When downloading an older version i get a Trojan warning and Defender quarantines it. Not willing to try if it’s a false positive tbh although it is likely. Windows defender has a history of flagging this one but one never knows. @jon I did install this before without this happening on the same system (I stupidly uninstalled this same version from the wrong laptop) could you check if something is amiss ?
thanks
Joost
Edit: I ran it though Malwarebytes and Crowdstrike and came up clean so I guess it’s a false positive
I certainly haven’t heard of anyone having trouble before so, and that file has been downloaded 48,410 times! If the file hasn’t been messed with on its way to you* then I think it’s probably a false positive
Apparently there were a few similar triggers years back.
It only triggers on Windows Defender (apparently it can trigger on a C " Hello world" exe so anything halfway executable) and it quarantines it directly. So you have to un-quarantine it while you have an alternative scanner running as you really don’t want trojans on your system.
I just wanted to follow up on this thread and say I encountered the same problem a few days ago.
After downloading the file .exe for the PC standalone version (2021.2.3), Windows Defender flagged it as a malicious file containing the Vigorf trojan. The virus and the file .exe were automatically removed by Windows Defender. I don’t know if it was a false positive (our IT department suggested that maybe that was the case), but I just wanted to let you know @jon that I encountered the same problem reported by @jriph.
Best,
Martina
Ps.
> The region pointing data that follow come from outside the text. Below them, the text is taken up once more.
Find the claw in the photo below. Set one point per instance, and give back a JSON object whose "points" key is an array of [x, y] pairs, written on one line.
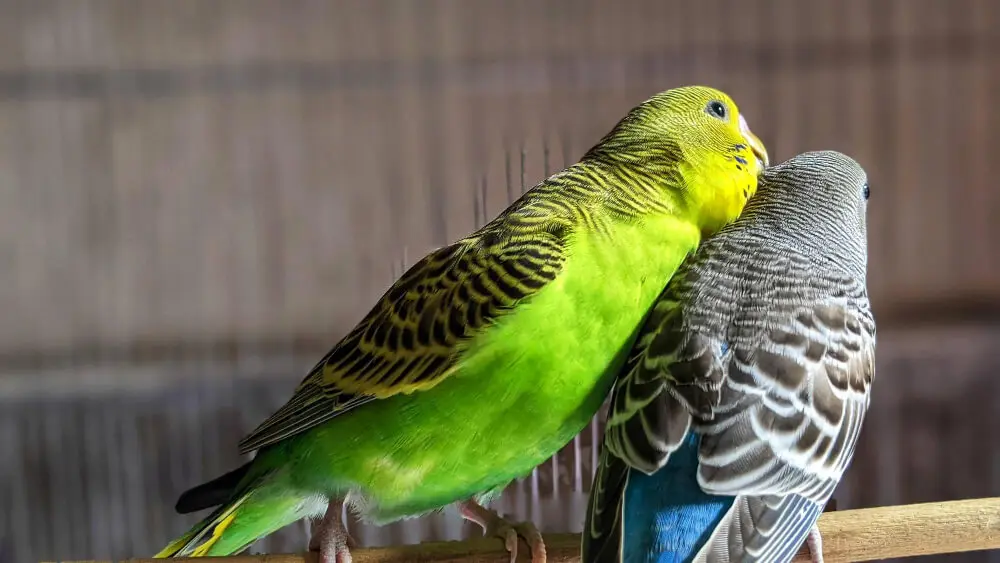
{"points": [[495, 525], [815, 543], [330, 537]]}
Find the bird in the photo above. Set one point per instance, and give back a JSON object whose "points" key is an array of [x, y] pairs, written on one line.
{"points": [[491, 353], [741, 403]]}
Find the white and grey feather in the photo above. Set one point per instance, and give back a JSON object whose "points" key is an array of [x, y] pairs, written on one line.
{"points": [[763, 344]]}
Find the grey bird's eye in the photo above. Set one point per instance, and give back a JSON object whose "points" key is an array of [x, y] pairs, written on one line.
{"points": [[716, 109]]}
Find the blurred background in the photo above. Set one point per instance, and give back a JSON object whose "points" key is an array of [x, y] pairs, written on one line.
{"points": [[197, 199]]}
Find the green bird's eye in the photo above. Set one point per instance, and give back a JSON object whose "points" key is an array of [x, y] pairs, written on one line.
{"points": [[717, 109]]}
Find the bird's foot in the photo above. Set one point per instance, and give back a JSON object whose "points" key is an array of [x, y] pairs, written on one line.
{"points": [[495, 525], [815, 543], [330, 537]]}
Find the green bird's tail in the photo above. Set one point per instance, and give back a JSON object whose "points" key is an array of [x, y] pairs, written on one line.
{"points": [[255, 509]]}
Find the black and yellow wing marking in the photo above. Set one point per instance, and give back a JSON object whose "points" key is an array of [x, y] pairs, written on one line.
{"points": [[408, 341]]}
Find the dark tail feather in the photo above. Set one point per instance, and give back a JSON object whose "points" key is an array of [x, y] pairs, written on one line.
{"points": [[212, 493], [603, 526]]}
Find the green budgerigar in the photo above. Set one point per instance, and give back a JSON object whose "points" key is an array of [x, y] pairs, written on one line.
{"points": [[744, 396], [490, 354]]}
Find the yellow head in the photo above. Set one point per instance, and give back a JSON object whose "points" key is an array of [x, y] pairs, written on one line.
{"points": [[695, 143]]}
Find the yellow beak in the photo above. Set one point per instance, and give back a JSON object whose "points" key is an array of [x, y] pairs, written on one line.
{"points": [[755, 144]]}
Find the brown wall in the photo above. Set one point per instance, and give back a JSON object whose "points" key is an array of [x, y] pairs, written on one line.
{"points": [[194, 173], [196, 198]]}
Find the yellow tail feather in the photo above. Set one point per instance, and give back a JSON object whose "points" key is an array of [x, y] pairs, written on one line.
{"points": [[216, 523]]}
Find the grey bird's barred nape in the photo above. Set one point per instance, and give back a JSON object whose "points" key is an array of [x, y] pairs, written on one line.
{"points": [[827, 190]]}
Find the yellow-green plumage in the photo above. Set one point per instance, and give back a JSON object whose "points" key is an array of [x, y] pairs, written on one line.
{"points": [[491, 353]]}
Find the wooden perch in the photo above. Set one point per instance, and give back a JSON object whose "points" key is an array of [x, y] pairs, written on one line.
{"points": [[851, 535]]}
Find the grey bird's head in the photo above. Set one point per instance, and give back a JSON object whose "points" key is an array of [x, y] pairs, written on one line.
{"points": [[817, 200]]}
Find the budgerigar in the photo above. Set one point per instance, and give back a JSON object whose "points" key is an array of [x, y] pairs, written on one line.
{"points": [[490, 354], [740, 405]]}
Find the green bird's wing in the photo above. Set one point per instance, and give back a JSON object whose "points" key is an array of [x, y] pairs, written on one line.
{"points": [[408, 342]]}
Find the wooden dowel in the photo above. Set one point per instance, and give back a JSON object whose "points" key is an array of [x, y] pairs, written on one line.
{"points": [[867, 534]]}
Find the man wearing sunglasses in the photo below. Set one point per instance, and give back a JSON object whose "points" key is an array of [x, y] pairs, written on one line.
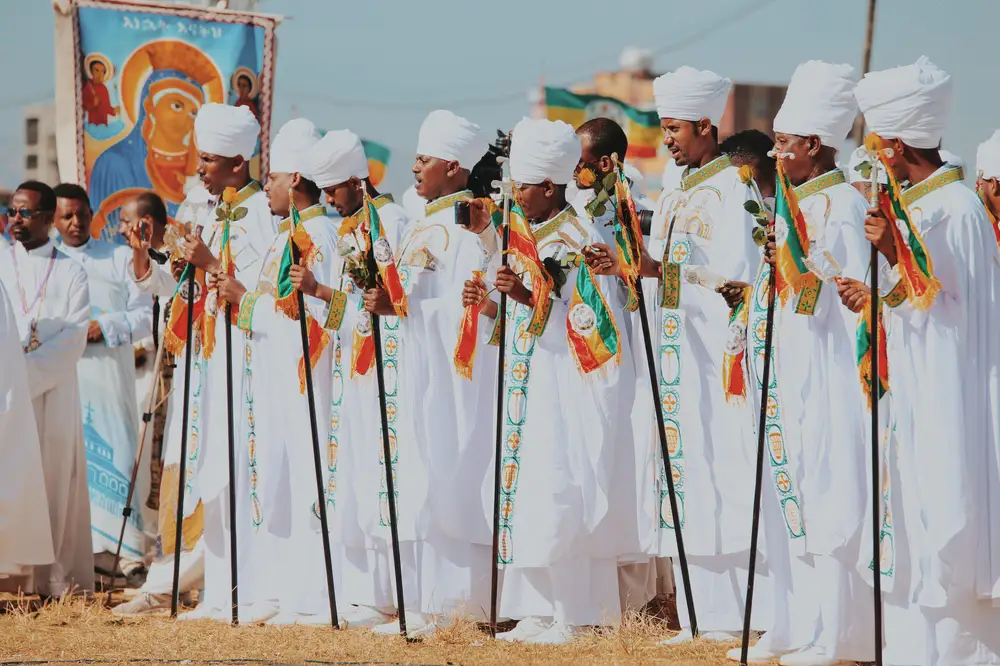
{"points": [[51, 306]]}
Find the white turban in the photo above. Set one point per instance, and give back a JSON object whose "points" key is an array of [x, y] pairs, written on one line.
{"points": [[691, 94], [859, 157], [819, 101], [988, 157], [290, 148], [544, 150], [226, 131], [907, 103], [336, 158], [452, 138]]}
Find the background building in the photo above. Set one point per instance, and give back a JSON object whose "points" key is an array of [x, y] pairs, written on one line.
{"points": [[750, 106], [40, 161]]}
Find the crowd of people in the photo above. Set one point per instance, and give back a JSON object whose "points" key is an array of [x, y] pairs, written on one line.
{"points": [[618, 343]]}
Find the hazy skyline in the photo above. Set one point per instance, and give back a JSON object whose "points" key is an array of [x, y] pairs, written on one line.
{"points": [[379, 68]]}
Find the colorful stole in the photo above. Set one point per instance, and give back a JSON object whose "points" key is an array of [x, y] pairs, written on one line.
{"points": [[390, 372], [733, 376], [590, 327], [333, 433], [788, 496], [913, 261], [792, 238], [517, 371]]}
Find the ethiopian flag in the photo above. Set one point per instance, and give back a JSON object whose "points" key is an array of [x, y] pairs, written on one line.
{"points": [[590, 327], [641, 127], [378, 159]]}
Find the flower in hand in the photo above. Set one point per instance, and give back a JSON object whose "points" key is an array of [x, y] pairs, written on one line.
{"points": [[509, 283], [230, 289], [853, 294]]}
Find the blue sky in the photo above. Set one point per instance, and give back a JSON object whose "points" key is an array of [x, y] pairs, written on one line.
{"points": [[379, 67]]}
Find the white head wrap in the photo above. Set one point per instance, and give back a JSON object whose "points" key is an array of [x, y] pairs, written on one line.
{"points": [[226, 131], [544, 150], [691, 94], [988, 157], [819, 101], [336, 158], [907, 103], [858, 157], [290, 147], [452, 138]]}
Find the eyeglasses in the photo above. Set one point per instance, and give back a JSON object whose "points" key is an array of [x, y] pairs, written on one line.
{"points": [[25, 213]]}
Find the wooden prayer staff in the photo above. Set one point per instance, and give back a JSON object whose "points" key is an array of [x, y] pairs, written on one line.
{"points": [[147, 416], [317, 454], [876, 449], [185, 414], [665, 454], [761, 436], [507, 189], [390, 483]]}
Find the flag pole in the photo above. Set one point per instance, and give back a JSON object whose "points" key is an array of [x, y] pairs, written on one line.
{"points": [[317, 455], [147, 416], [876, 449], [506, 189], [182, 471]]}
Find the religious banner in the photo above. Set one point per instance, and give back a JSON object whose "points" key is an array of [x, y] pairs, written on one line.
{"points": [[642, 127], [130, 79]]}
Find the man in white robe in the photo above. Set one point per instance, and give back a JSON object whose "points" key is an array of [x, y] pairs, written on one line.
{"points": [[144, 224], [355, 472], [121, 315], [559, 543], [702, 233], [226, 138], [26, 537], [52, 309], [285, 514], [936, 552], [443, 418], [814, 491], [600, 139]]}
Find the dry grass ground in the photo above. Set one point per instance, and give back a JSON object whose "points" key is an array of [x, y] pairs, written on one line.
{"points": [[86, 632]]}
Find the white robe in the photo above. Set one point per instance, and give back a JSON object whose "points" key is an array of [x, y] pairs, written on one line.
{"points": [[107, 388], [817, 435], [277, 472], [444, 419], [942, 464], [355, 474], [208, 437], [715, 456], [565, 531], [61, 313], [25, 534]]}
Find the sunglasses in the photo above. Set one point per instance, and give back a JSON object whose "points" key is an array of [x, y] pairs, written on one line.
{"points": [[25, 213]]}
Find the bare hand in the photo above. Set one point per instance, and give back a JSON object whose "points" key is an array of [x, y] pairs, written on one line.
{"points": [[770, 248], [197, 253], [479, 215], [602, 259], [94, 332], [649, 267], [878, 231], [303, 279], [377, 302], [230, 289], [733, 293], [509, 283], [853, 294]]}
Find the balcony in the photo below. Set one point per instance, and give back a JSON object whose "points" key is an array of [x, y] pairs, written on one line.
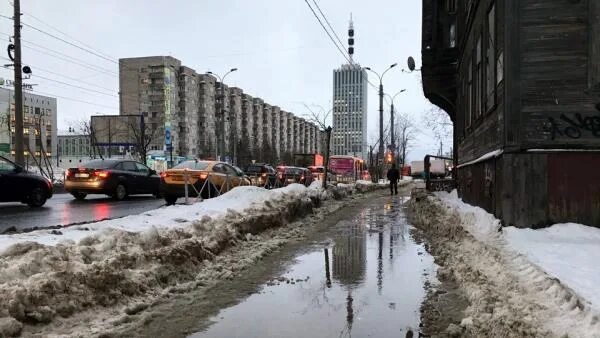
{"points": [[439, 56]]}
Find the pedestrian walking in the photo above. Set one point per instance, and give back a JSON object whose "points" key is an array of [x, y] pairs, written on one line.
{"points": [[393, 176]]}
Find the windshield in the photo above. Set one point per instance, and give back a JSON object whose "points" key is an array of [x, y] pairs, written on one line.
{"points": [[192, 165], [99, 164]]}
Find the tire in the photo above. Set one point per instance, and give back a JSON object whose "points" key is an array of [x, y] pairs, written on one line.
{"points": [[37, 198], [120, 192], [170, 199], [79, 195]]}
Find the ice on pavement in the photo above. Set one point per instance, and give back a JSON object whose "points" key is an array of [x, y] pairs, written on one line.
{"points": [[569, 252], [556, 261], [238, 199]]}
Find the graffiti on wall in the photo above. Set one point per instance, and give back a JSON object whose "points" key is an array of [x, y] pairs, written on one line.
{"points": [[573, 126]]}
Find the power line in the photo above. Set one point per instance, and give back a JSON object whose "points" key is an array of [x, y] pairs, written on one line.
{"points": [[67, 35], [328, 24], [74, 86], [69, 43], [326, 31]]}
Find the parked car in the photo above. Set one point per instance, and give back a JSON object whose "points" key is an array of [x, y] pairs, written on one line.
{"points": [[288, 175], [204, 178], [116, 178], [19, 185], [262, 175]]}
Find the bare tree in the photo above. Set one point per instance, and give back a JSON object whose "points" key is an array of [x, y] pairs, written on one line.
{"points": [[321, 119], [406, 135], [143, 135], [439, 123]]}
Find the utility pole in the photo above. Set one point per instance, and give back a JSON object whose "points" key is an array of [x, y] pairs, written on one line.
{"points": [[19, 156], [381, 145]]}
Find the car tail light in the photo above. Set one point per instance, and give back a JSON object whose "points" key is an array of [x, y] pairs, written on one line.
{"points": [[101, 174]]}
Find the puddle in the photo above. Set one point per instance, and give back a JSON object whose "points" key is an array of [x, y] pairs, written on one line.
{"points": [[366, 281]]}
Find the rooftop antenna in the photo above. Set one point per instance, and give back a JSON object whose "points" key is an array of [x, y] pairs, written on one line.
{"points": [[351, 39]]}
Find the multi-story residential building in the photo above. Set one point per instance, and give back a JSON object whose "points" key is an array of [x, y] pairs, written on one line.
{"points": [[235, 121], [248, 133], [39, 125], [186, 108], [207, 123], [150, 86], [349, 136], [189, 106], [267, 126], [521, 82], [275, 131], [257, 114], [74, 149]]}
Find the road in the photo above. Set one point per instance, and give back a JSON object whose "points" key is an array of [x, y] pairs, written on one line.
{"points": [[63, 210], [363, 275]]}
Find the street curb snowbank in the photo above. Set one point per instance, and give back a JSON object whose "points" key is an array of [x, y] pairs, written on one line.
{"points": [[42, 276], [508, 294]]}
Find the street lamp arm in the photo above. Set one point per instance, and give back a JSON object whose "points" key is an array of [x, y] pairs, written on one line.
{"points": [[374, 72]]}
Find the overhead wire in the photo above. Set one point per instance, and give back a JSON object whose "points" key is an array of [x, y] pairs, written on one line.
{"points": [[327, 32]]}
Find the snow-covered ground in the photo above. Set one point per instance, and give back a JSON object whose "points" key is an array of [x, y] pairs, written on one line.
{"points": [[558, 266], [48, 274]]}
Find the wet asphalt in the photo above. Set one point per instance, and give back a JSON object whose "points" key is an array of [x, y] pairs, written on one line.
{"points": [[366, 279], [64, 210]]}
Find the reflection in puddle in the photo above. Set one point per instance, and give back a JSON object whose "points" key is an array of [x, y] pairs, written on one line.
{"points": [[367, 283]]}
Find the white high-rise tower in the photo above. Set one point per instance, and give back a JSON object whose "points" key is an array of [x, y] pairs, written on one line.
{"points": [[349, 136]]}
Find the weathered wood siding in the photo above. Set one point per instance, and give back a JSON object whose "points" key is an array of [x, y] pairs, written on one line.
{"points": [[557, 109]]}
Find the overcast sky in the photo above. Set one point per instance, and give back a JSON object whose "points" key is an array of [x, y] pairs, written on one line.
{"points": [[282, 53]]}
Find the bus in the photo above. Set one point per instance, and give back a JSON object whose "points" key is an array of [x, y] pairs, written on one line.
{"points": [[346, 168]]}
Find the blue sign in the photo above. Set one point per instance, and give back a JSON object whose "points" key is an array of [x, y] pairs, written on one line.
{"points": [[168, 136]]}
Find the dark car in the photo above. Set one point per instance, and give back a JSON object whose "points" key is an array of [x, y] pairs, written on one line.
{"points": [[18, 185], [116, 178], [262, 175], [299, 175]]}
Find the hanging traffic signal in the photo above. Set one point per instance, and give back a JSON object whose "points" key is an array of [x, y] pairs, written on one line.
{"points": [[389, 158]]}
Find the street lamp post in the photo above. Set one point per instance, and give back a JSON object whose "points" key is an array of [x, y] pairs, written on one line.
{"points": [[381, 149], [221, 128], [392, 135]]}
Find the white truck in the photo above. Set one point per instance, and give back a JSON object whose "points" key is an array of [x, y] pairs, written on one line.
{"points": [[437, 168]]}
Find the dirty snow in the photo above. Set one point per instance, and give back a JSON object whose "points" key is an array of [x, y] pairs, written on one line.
{"points": [[557, 266], [176, 216], [569, 252]]}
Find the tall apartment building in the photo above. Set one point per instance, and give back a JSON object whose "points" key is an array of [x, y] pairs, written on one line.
{"points": [[520, 81], [39, 124], [185, 107], [150, 85], [349, 135]]}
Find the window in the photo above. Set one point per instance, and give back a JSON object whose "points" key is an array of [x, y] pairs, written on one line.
{"points": [[490, 60], [478, 79], [469, 98], [142, 169]]}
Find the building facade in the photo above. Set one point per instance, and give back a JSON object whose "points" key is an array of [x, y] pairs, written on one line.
{"points": [[185, 109], [39, 125], [349, 135], [74, 149], [520, 79]]}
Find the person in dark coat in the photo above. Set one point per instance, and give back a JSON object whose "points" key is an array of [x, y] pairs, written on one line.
{"points": [[393, 177]]}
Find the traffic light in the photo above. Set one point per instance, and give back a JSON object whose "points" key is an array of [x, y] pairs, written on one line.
{"points": [[389, 158]]}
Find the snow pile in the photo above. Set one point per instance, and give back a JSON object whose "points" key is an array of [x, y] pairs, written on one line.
{"points": [[569, 252], [508, 294], [45, 274]]}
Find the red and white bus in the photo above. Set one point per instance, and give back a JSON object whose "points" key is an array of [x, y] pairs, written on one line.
{"points": [[346, 168]]}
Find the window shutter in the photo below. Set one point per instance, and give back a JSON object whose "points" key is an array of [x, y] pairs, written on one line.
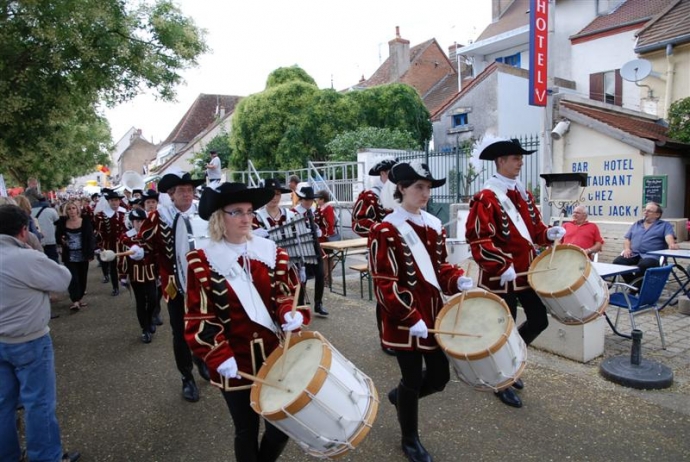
{"points": [[596, 86]]}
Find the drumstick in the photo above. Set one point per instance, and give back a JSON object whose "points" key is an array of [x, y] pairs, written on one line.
{"points": [[289, 334], [525, 273], [254, 378], [445, 332], [462, 297]]}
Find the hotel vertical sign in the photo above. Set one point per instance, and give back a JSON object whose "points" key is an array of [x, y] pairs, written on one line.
{"points": [[538, 45]]}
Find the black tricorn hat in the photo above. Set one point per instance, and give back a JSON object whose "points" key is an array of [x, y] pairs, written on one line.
{"points": [[304, 191], [382, 166], [110, 194], [503, 148], [170, 180], [414, 171], [137, 214], [149, 194], [275, 185], [214, 198]]}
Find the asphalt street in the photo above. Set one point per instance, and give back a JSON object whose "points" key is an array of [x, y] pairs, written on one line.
{"points": [[120, 400]]}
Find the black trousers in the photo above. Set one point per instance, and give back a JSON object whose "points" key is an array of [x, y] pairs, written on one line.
{"points": [[319, 283], [246, 423], [535, 312], [643, 263], [145, 295], [411, 365], [183, 355], [77, 285]]}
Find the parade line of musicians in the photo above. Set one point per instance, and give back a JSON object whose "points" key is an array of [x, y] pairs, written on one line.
{"points": [[230, 303], [240, 285]]}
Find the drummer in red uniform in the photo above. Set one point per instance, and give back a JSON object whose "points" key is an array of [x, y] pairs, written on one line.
{"points": [[238, 293], [503, 227], [408, 263]]}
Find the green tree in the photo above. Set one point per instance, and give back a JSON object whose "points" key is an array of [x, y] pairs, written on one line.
{"points": [[61, 58], [221, 144], [679, 120], [292, 120], [344, 146]]}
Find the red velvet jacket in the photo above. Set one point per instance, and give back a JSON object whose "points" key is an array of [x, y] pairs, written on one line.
{"points": [[401, 290], [495, 241], [366, 212]]}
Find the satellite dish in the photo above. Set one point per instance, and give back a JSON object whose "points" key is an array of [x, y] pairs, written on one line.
{"points": [[636, 70]]}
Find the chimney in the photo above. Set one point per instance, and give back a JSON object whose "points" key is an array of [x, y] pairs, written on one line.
{"points": [[399, 53]]}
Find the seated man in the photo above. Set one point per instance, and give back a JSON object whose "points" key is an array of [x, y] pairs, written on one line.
{"points": [[646, 235], [583, 233]]}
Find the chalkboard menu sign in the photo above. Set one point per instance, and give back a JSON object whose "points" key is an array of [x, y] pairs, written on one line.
{"points": [[654, 189]]}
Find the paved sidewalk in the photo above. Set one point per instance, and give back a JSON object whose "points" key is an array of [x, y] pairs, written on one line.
{"points": [[119, 399]]}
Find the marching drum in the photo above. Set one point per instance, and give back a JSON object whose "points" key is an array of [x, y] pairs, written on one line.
{"points": [[494, 356], [188, 234], [569, 285], [328, 406]]}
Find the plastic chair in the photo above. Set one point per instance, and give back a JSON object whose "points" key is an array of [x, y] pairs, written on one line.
{"points": [[645, 300]]}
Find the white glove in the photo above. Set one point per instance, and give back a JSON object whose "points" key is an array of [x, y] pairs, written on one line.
{"points": [[465, 283], [293, 322], [107, 255], [419, 330], [555, 232], [508, 275], [229, 369], [261, 232], [302, 275]]}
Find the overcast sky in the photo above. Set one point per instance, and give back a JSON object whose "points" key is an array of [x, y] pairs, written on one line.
{"points": [[336, 42]]}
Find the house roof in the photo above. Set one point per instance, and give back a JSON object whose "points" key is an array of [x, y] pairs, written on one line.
{"points": [[639, 126], [672, 24], [515, 16], [629, 14], [201, 114]]}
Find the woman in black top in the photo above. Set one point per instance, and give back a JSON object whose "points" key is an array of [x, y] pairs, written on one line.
{"points": [[74, 234]]}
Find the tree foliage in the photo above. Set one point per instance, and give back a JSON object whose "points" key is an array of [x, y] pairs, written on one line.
{"points": [[344, 146], [679, 120], [293, 121], [61, 58]]}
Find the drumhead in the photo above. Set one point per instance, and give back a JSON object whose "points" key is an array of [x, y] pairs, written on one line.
{"points": [[306, 369], [570, 269], [481, 313]]}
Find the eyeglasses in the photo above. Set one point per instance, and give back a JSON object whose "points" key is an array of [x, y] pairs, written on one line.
{"points": [[239, 213]]}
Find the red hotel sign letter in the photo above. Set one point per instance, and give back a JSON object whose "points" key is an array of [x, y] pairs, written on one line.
{"points": [[538, 44]]}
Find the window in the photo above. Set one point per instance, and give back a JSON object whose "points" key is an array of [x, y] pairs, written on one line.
{"points": [[512, 60], [460, 120], [606, 87]]}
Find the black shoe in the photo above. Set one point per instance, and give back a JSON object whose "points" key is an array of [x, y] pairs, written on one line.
{"points": [[318, 309], [509, 397], [71, 456], [190, 392], [388, 351]]}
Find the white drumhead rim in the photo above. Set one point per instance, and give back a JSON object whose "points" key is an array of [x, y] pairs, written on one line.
{"points": [[449, 310]]}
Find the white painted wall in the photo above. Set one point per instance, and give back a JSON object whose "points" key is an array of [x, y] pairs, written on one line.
{"points": [[515, 116], [602, 55]]}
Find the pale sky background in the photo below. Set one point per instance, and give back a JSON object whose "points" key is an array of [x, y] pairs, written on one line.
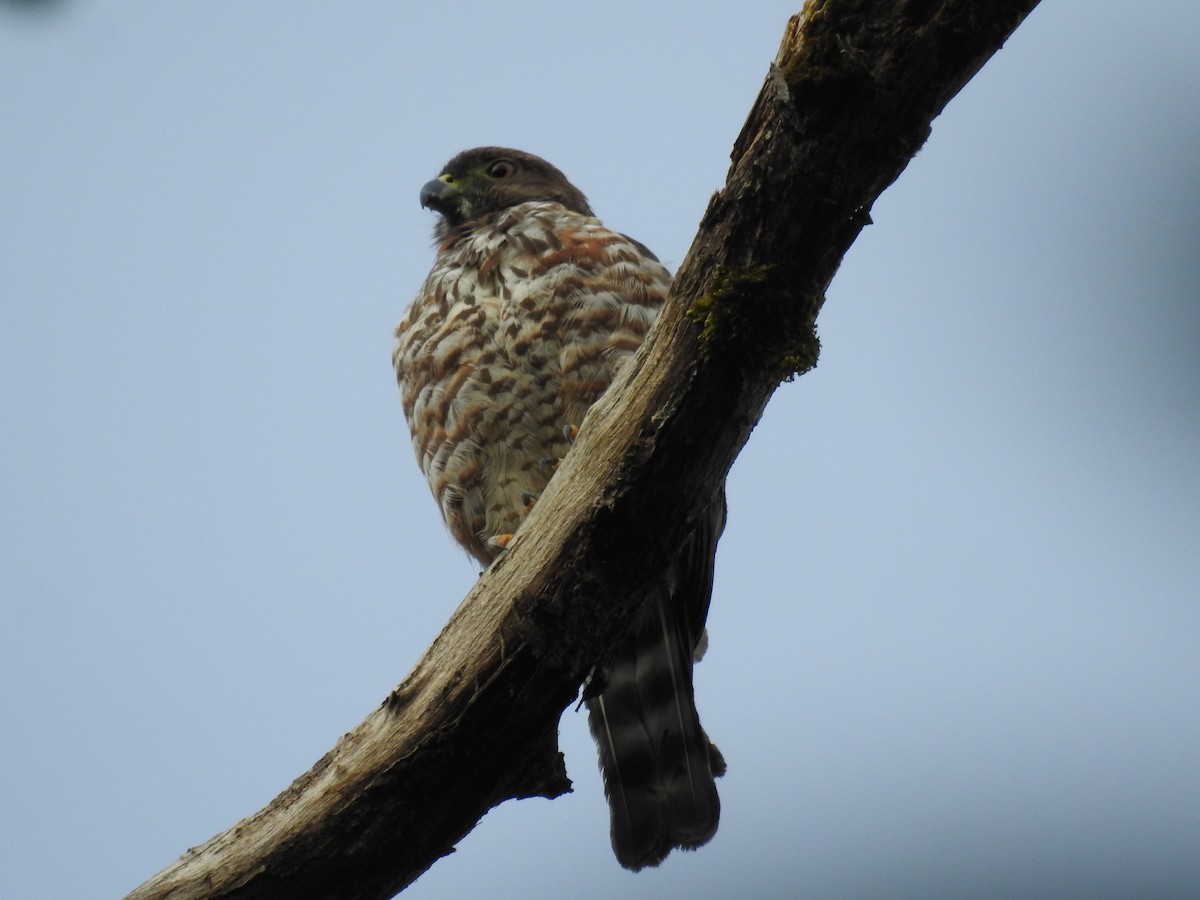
{"points": [[955, 634]]}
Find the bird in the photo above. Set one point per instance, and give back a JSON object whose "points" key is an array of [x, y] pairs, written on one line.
{"points": [[531, 310]]}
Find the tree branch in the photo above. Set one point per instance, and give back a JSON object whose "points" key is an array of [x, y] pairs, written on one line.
{"points": [[846, 105]]}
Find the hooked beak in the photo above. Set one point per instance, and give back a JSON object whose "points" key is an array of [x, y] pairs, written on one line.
{"points": [[441, 197]]}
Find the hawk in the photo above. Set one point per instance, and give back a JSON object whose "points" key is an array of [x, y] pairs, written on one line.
{"points": [[531, 310]]}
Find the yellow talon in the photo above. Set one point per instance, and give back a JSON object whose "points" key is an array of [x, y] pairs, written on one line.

I’m tagging our Lab Manager @BemboLab in this post so she can follow this thread.
FWIW I think Defender get triggered when you install from the downloads folder because when I run the same file from a different location it does not trigger defender.
Hi everyone,
I just received the same Trojan:win32/Vigorf.A warning for the 2022 standalone installer .exe file, which I downloaded and installed 2 years ago!! Is there any update on this? Windows defender has removed the file from my computer, but the file has been on my computer (and installed) for 2 years. Is it a confirmed false positive? Bit scary
Thanks,
Julia
**edit - my installation doesn’t have any digital signatures. I downloaded it from the Psychopy website 2 years ago. Could my trojan warning be legitimate?
** edit 2 - ohh wait, I just realised that you meant to check the .exe file’s digital signature, not the actual installation files. Windows Defender removed the .exe file, so I can’t check that file anymore. I’m going to uninstall this older version of PsychoPy, just in case. But I’m still wondering if there is any update regarding why this is triggering Trojan warnings and if there is any likelihood it is real?
I’m still very confident this is a false positive, assuming the installer exe file you have is the copy that was signed by Open Science Tools:
From a web search it sounds like false positive for Vigorf.A are quite common
Nobody has reported a suggested positive from any other virus scanner despite being installed on tens of thousands of computers (that means sophos, crowdstrike, malwarebytes, norton, mcafee,… all think it’s safe)
I would recommend that you scan with an up to date dedicated virus scanner (sophos, crowdstrike
One suggestion (from Dell regarding a similar false positive) is to update your Windows Defender because it may be the false positive has been corrected in their database by now.
Seemingly we could submit the file to Microsoft for analysis but it seems that
Unfortunately a) it says it can’t take files over 500mb and b) I can’t easily do this myself because we don’t use Microsoft Defender (we use sophos and crowdstrike)
Last recommendation is to upgrade to the 2024.2.4 version (using py3.8 for backwards compatibility with your existing studies) because that doesn’t generate these false positives
v2022.1.3 triggers the same warning (was trying to reinstall it to collect some more data for a previous study but Windows Defender won’t allow the install and removes the file promptly)
Are you able to submit the file to Microsoft for analysis as a False Positive?
I mean, I’d love to know why these things are getting incorrectly classified in the first place but maybe this is the way to get them correctly (de)classified
Actually I might be able to do this myself despite not having Windows Defender. The question is which product is it that’s reporting the positive? Defender Antivirus for Win11?